The hand-labeled foreground and background pixels provided by the user specify the foreground
and background models to drive the segmentation. But if we provide those constraints in an automatic
fashion by using our detected occlusion boundaries and their associated notion of foreground
and background, the result would be a fully automatic segmentation of objects in the scene. We
will explore such an approach as outlined in Figure 8. In fact, a similar idea has been explored quite recently, nearly in parallel with our work, in promising research by Apostoloff and Fitzgibbon. To provide the replacement for sparse user
inputs, they use their own T-junction detector rather than elongated occlusion boundaries like
ours. We feel that the two (junctions and boundaries) are likely somewhat complementary in
nature, but that boundaries, which are far less sparse, could provide richer, more accurate models
with which to constrain the segmentation.
Recognition
Object recognition is another area where the use of boundary information is crucial, but not
fully exploited. Many object recognition approaches rely on appearance features computed by
aggregating image information within local patches. One issue with these approaches is that the
patches may cross object boundaries, resulting in many unusable large-scale features which contain
information from objects and background. A more problematic issue is that, since the local
features are essentially convenient means of representing the local texture, they are far less discriminative
for objects that are characterized primarily by their shape. This has been addressed recently
by using recognition techniques that use contour fragments instead of regional descriptors.

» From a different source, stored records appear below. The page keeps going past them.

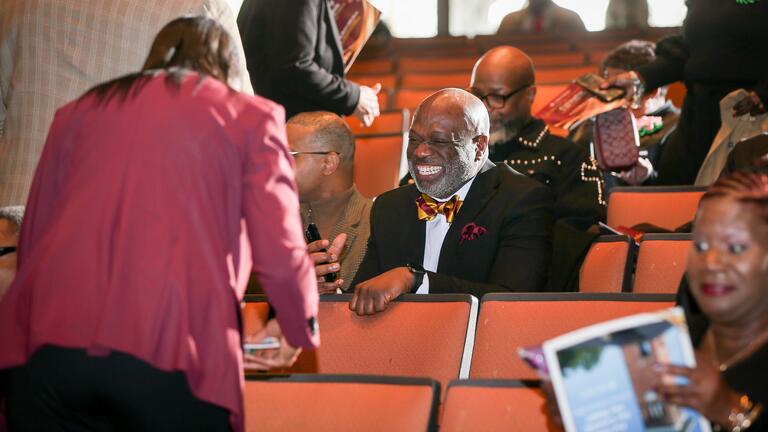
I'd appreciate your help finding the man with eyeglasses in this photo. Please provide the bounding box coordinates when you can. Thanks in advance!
[470,46,605,223]
[349,89,552,315]
[0,206,24,299]
[287,111,372,294]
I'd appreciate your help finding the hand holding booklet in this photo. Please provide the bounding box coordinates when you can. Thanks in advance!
[520,308,711,432]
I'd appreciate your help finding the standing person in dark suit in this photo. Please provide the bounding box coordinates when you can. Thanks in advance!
[606,0,768,184]
[349,89,552,315]
[237,0,381,126]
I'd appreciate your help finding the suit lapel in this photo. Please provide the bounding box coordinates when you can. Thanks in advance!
[440,161,501,273]
[322,0,344,71]
[400,185,427,264]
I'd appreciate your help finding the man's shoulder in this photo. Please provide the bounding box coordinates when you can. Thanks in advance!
[496,163,548,195]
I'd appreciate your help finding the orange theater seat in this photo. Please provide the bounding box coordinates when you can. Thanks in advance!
[246,294,477,390]
[632,234,691,294]
[530,51,586,68]
[347,74,397,90]
[531,84,567,113]
[245,375,440,432]
[349,58,395,75]
[344,110,411,136]
[440,380,559,432]
[536,66,596,85]
[354,133,405,198]
[579,235,635,293]
[607,186,706,231]
[394,89,437,111]
[469,293,675,379]
[400,72,470,90]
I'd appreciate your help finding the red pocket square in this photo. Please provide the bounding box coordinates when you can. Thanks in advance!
[459,222,488,244]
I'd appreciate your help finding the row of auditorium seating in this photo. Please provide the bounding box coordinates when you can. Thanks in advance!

This addresses part of the problem, but a remaining issue is that many of the contour fragments
may be irrelevant if they correspond to spurious intra-category variations on the appearance of
the object, rather than capturing useful shape information. Using boundaries should, in principle,
force the model to focus on those fragments that capture shape. We are working to combine a category
recognition approach with the boundary detection techniques. Our proposed recognition approach
supports semi-supervised category learning and it can operate directly from contour fragments.
Importantly, the recognition approach can also incorporate other regional features based on appearance.

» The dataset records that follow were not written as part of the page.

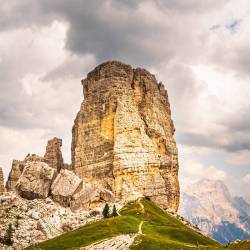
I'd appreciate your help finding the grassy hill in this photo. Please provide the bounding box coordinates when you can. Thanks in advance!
[28,198,227,250]
[226,241,250,250]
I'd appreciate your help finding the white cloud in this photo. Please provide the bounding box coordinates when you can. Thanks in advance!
[243,174,250,185]
[226,150,250,165]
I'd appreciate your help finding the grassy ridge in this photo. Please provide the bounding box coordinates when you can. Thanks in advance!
[28,199,224,250]
[131,199,223,250]
[226,241,250,250]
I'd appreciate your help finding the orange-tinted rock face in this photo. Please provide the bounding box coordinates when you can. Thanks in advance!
[44,137,64,172]
[72,62,179,210]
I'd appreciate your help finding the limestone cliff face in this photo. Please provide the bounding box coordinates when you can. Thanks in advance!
[72,61,179,210]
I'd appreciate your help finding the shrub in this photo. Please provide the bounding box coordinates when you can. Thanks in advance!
[2,224,13,246]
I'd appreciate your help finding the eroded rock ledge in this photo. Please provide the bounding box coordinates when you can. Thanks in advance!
[72,61,179,211]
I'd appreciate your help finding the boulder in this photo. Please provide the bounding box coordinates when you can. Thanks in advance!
[16,161,56,200]
[6,160,24,192]
[6,154,44,192]
[51,169,82,207]
[0,168,4,194]
[44,137,64,172]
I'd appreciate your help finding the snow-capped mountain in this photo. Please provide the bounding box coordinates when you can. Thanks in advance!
[179,179,250,243]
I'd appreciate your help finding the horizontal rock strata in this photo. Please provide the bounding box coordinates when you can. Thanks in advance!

Therefore, as before, we do not advocate that boundaries or contours alone are sufficient
for recognition. Our more limited goal is to show how they can be used effectively to exploit shape
information in a category recognition setting.

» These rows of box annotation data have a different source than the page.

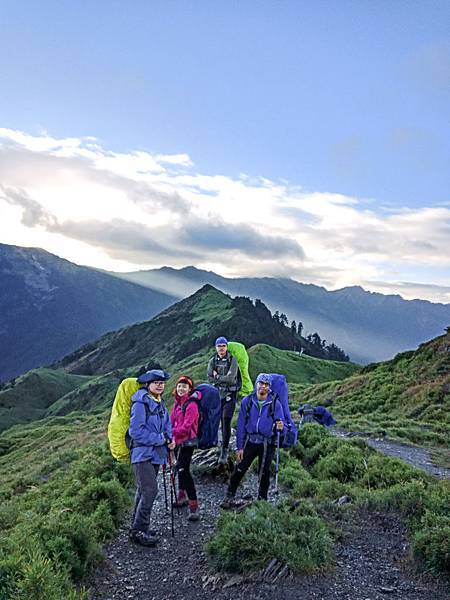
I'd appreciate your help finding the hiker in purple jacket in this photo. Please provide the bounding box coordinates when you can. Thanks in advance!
[128,369,175,546]
[220,373,284,508]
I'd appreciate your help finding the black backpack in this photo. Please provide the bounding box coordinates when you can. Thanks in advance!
[214,352,242,392]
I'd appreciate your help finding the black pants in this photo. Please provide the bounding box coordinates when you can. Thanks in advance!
[221,392,237,449]
[131,460,159,533]
[177,446,197,500]
[228,442,275,500]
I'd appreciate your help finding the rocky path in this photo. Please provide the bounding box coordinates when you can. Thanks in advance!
[335,430,450,479]
[88,452,450,600]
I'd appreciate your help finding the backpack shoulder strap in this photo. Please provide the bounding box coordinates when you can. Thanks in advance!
[245,394,252,423]
[268,392,280,419]
[181,398,198,415]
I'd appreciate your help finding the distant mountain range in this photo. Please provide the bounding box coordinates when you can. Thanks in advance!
[112,267,450,364]
[0,244,175,381]
[0,285,360,431]
[0,244,450,381]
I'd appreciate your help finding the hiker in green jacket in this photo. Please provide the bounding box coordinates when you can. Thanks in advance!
[207,336,240,464]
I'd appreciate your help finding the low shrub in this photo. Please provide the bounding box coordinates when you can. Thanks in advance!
[206,502,333,573]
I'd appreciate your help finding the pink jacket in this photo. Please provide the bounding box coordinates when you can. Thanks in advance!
[170,392,202,446]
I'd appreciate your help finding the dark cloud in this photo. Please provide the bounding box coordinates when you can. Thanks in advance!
[47,219,199,263]
[0,184,55,227]
[183,222,305,260]
[278,206,320,225]
[0,142,191,216]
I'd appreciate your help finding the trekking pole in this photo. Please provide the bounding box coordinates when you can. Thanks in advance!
[275,429,280,495]
[163,464,169,512]
[169,450,180,537]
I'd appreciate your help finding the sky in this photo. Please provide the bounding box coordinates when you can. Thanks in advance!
[0,0,450,302]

In addition, we are exploring the use of boundaries as a bridge between segmentation
and recognition for generating candidate object locations in an input image. Many recognition
approaches operate from a database of known categories and features on which they have been
trained. The system then functions in a top-down manner, trying to find model features and deciding
(via some spatial reasoning, for example) whether a particular object exists at a particular
location. On the other hand, a system that uses bottom-up cues from boundaries to reason about
the existence of an object (that is, any generic object) within the scene could first propose locations
of potential objects, as a cueing mechanism, thereby directing the recognition scheme to the most
fruitful locations within the scene and removing surrounding background clutter from consideration.
In addition, the ability of extracting potential objects from a scene automatically may have
implications for unsupervised learning and discovery of novel objects, since each new object would
not necessarily need to be manually extracted from its environment. This could potentially
also allow for simultaneous in situ learning of objects and their context.